Oggi il centrodestra italiano, invenzione politica di Silvio Berlusconi, rinasce a Bologna, con colori militari. Grigioverde. Il grigio degli ottant’anni del leader di Forza Italia e il verde dei leghisti. Ossatura indispensabile per dare garanzie ad un elettorato ondivago fatto di credo popolare e pulsioni populiste. Ossatura necessaria ma non sufficiente. 
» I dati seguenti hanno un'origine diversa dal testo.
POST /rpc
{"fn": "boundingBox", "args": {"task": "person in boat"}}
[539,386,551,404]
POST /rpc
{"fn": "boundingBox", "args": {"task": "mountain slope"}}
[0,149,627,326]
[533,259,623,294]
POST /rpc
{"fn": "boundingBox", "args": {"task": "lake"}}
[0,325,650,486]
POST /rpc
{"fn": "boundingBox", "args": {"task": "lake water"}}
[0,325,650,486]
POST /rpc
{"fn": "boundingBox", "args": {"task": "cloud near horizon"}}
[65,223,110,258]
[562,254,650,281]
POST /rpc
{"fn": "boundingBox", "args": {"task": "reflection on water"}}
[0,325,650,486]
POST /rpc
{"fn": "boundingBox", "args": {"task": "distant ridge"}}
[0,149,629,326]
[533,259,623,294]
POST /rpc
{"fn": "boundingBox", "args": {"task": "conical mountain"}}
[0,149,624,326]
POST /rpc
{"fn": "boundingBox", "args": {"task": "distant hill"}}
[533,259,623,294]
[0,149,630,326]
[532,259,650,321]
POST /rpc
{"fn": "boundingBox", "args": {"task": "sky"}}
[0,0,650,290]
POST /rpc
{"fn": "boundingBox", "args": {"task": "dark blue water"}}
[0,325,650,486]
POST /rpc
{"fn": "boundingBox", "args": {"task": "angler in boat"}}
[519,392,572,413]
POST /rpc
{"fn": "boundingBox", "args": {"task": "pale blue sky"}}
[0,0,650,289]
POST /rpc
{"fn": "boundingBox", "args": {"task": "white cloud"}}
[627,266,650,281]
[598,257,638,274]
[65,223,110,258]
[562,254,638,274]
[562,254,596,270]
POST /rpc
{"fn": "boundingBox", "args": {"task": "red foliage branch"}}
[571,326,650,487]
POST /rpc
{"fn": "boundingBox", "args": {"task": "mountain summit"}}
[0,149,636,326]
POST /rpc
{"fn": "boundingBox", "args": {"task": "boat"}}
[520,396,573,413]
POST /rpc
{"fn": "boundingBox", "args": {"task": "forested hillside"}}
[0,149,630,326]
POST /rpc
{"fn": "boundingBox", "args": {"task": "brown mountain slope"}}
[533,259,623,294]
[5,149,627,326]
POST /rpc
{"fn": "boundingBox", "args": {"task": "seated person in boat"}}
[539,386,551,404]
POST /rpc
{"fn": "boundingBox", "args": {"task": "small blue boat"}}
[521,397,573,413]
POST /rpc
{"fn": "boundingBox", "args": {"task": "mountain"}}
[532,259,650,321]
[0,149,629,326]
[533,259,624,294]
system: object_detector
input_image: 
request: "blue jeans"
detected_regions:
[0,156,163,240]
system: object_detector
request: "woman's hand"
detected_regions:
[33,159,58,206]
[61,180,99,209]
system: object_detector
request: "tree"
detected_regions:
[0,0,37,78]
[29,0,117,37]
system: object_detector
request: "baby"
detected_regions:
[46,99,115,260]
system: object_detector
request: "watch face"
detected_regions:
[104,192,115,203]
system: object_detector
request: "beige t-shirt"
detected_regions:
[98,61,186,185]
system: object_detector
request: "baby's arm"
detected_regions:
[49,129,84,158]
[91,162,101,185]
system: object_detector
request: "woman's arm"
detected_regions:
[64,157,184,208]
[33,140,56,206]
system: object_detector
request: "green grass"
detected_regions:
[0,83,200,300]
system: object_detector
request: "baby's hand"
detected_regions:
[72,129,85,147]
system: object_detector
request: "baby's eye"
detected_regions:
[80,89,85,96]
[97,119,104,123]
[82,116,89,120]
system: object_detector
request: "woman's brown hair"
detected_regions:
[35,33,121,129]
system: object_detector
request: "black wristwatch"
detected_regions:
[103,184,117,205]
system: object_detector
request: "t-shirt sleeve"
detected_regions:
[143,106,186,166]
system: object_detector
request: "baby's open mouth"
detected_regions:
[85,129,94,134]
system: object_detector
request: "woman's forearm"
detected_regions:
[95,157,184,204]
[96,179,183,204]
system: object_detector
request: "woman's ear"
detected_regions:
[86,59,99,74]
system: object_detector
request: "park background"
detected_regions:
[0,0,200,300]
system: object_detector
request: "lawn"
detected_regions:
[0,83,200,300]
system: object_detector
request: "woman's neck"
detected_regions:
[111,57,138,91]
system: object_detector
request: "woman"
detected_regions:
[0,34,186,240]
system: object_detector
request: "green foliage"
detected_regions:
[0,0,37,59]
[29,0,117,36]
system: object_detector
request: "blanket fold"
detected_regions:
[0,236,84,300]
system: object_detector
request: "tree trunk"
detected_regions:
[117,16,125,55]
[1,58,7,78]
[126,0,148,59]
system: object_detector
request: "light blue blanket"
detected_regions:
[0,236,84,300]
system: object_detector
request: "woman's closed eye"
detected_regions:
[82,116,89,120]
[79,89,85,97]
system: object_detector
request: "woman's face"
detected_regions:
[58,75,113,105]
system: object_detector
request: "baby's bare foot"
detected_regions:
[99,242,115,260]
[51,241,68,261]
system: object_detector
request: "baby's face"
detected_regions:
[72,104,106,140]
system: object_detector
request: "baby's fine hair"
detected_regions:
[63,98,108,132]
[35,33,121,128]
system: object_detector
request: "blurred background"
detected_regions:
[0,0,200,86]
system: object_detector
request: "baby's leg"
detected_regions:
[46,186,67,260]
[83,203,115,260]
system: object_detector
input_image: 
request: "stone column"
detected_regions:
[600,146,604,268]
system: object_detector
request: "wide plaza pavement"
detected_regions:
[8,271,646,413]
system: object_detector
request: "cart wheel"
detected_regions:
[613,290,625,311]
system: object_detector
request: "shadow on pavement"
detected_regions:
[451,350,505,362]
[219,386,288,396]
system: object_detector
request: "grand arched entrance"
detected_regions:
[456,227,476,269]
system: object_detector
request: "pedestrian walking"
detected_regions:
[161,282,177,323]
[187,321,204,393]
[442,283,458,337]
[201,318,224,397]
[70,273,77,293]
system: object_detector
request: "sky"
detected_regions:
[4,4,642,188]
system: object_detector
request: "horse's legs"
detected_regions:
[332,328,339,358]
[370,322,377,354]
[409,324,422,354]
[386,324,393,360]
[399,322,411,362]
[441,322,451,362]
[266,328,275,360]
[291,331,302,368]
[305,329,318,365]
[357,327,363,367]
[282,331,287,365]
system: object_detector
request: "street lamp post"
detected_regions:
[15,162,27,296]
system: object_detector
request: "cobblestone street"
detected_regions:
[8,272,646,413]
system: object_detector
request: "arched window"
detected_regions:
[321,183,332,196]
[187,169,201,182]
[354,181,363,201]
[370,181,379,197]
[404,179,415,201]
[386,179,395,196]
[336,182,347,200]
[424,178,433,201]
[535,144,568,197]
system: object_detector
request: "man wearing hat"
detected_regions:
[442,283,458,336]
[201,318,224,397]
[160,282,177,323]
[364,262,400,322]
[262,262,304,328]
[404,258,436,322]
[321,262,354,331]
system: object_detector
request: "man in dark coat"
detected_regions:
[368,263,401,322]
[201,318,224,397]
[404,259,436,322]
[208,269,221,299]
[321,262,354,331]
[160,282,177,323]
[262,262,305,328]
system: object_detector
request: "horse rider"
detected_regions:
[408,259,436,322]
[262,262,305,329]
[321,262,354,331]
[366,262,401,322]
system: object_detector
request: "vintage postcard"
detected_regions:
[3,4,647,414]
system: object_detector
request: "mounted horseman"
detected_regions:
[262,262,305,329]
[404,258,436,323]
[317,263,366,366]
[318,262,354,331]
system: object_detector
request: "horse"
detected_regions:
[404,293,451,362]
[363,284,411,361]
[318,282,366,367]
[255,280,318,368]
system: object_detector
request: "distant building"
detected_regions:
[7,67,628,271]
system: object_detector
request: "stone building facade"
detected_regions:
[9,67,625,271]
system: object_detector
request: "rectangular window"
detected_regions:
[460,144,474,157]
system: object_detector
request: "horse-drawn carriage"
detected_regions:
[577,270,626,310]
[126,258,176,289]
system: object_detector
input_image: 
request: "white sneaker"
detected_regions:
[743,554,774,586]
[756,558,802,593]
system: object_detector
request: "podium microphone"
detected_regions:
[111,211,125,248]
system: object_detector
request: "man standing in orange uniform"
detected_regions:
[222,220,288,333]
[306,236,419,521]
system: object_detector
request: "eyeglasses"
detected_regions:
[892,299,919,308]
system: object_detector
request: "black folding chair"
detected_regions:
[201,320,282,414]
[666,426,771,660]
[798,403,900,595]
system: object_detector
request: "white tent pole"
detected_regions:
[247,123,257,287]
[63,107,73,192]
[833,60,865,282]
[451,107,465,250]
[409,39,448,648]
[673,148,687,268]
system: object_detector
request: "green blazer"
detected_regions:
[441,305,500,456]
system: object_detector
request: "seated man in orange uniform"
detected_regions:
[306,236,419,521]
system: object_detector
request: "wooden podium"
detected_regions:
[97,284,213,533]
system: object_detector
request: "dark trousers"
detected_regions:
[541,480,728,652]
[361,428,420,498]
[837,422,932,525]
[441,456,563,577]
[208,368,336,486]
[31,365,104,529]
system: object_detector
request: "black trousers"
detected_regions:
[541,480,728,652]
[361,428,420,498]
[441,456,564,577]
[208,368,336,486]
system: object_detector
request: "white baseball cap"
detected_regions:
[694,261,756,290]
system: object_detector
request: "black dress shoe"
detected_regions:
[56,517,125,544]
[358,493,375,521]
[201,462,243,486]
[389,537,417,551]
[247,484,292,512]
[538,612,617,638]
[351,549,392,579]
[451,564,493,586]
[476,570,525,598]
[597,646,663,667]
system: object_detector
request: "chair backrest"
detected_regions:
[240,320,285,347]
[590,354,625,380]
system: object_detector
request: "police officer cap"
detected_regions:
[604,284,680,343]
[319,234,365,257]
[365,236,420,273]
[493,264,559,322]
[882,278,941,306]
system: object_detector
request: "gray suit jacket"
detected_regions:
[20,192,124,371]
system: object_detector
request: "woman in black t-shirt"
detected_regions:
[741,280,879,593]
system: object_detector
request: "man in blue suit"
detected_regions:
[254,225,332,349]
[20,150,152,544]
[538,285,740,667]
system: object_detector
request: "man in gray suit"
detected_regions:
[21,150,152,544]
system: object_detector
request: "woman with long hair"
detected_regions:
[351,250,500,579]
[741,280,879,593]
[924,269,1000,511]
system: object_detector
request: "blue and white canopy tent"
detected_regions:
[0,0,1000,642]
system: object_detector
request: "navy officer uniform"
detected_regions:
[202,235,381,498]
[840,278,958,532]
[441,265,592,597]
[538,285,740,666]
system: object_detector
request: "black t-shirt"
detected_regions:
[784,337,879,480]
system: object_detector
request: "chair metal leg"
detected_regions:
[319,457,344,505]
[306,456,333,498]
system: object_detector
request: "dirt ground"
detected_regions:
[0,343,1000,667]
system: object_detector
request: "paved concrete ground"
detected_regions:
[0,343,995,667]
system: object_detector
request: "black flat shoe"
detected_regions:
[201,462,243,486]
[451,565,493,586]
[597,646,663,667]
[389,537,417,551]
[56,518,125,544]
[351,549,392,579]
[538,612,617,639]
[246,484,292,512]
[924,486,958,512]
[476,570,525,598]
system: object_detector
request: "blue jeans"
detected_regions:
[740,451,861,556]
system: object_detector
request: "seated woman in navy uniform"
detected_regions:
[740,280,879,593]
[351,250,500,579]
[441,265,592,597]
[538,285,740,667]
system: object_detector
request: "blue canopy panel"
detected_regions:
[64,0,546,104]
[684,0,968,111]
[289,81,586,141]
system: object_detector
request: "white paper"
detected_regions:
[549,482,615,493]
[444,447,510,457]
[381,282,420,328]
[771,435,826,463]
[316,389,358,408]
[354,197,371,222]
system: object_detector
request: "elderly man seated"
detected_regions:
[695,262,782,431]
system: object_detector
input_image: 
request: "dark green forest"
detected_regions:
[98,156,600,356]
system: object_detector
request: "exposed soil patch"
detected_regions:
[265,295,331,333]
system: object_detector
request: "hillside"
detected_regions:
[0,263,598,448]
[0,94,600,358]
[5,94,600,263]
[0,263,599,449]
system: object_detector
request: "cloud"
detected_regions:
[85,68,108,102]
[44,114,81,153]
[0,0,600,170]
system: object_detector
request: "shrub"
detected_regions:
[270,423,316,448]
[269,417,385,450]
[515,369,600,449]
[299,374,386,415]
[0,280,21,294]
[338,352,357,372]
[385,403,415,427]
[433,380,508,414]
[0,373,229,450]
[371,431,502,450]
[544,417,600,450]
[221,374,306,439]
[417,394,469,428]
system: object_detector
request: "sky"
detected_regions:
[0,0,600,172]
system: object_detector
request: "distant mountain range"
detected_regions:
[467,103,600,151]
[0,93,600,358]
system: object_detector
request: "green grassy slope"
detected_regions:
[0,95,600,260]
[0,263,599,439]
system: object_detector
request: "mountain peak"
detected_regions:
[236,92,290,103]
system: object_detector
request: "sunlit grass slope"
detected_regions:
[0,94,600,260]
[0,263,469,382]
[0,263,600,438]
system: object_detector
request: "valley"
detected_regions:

Certo, seppure attempato Berlusconi appare motivato. Certo Salvini appare straripante e annuncia già centomila persone in arrivo in una piazza che non può contenerne più di cinquemila. Certo Giorgia Meloni si sta prodigando per ridare identità alla destra nazionale. Ma il vero discrimine restano le idee. Europa, euro, fisco, giustizialismo o garantismo, famiglia e patria. Quale accento deve prevalere? Chi metterà l’idea guida della giornata in maggiore evidenza? Il Pd non di sinistra appare in affanno ma tronfio del suo potere, i grillini macinano consensi. Cosa unirà il centrodestra che per vincere ha bisogno di tutti fino forse a CasaPound?



La verità è che forse nella guerra interna per evitare la presenza di Berlusconi alla manifestazione ci sono le risposte a queste domande. Il compito più difficile questa volta per l’uomo di Arcore non sarà convincere i riottosi alleati ma la sua gente. I suoi scudieri. Gianni Letta è a dir poco basito. Perplesso lo stesso Paolo Romani. Fatalista Brunetta. Berlusconi insomma potrebbe scoprire che lo sforzo lodevole di unire il centrodestra gli può costare la coesione del suo partito. E per di più Salvini parlerà per ultimo. Già da capo. Sul palco Re Silvio sarà solo. Avrà pochi minuti a disposizione per far capire al paese e al palazzo che ha ancora carte da giocare. È una piazza grande. È piazza Grande. Una grande occasione. L’ultima.